E me  ne sono accorta così per caso, una volta entrata in banca con lui per sbrigare delle faccende, dai suoi ex colleghi. E' normale rimettersi a parlare degli anni passati ,però il modo con il quale questi dipendenti si rivolgevano a lui, domandavano, chiedevano informazioni, riaprivano vecchi casi e ripercorrevano eventi passati... mi ha illuminato. In più mi hanno fatto riflettere alcuni discorsi dei presenti che raccontavano le gentilezze che in passato mio padre aveva spesso fatto nei loro confronti. E ciò non è scontato, soprattutto quando si ha un ruolo d'importanza come lo aveva in questo caso mio padre.
Per un attimo ho separato la figura che mi ero fatta di lui in tutti questi anni da quella che stavano dipingendo quelle persone.. le ho sovrapposte e ho avuto una piacevole sensazione! Accanto alla ormai ben nota figura di un padre che s'addormenta sul divano, russa la notte e inizia a costringere noi ad urlare per farci capire, ho visto un onesto lavoratore sempre disposto ad aiutare quando c'era bisogno, a svolgere il suo compito al meglio, a preservare un animo umano nonostante tutto. 
Mi sono chiesta se un giorno anche io sarò così. Non è facile lo ammetto! Con i tempi che corrono bisognerebbe ringraziare Dio per ogni posto di lavoro trovato. Eppure so che non è facile rimanere sempre una brava persona! Lui c'è riuscito. Splendidamente!

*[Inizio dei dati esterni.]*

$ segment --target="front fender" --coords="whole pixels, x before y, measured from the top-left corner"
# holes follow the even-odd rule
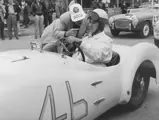
[[[159,78],[159,50],[150,43],[139,43],[132,47],[125,60],[121,63],[121,81],[122,91],[120,97],[120,104],[126,104],[131,98],[132,84],[135,73],[144,61],[150,61],[155,66],[156,81]]]

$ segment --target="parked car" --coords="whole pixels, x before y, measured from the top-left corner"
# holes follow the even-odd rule
[[[159,15],[153,17],[154,43],[159,48]]]
[[[159,77],[159,50],[150,43],[113,50],[120,60],[109,67],[41,50],[1,52],[0,120],[93,120],[117,104],[139,108],[150,77]]]
[[[135,32],[140,37],[148,37],[153,31],[152,19],[159,14],[159,4],[153,6],[141,6],[136,9],[129,9],[127,14],[119,14],[109,18],[109,25],[113,36],[120,32]]]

Perciò ora che lo vedo con la tuta sporco di fango fino alle ginocchia, imprecare contro il suo trattorino che tiene meglio di una Ferrari da corsa... sorrido! E' una sua piccola, seppur innocua, liberazione/rivincita ai tanti anni di lavoro che gli hanno imposto, (nolente o volente, questo non gliel'ho mai chiesto) la divisa costituita da cravatta e camicia.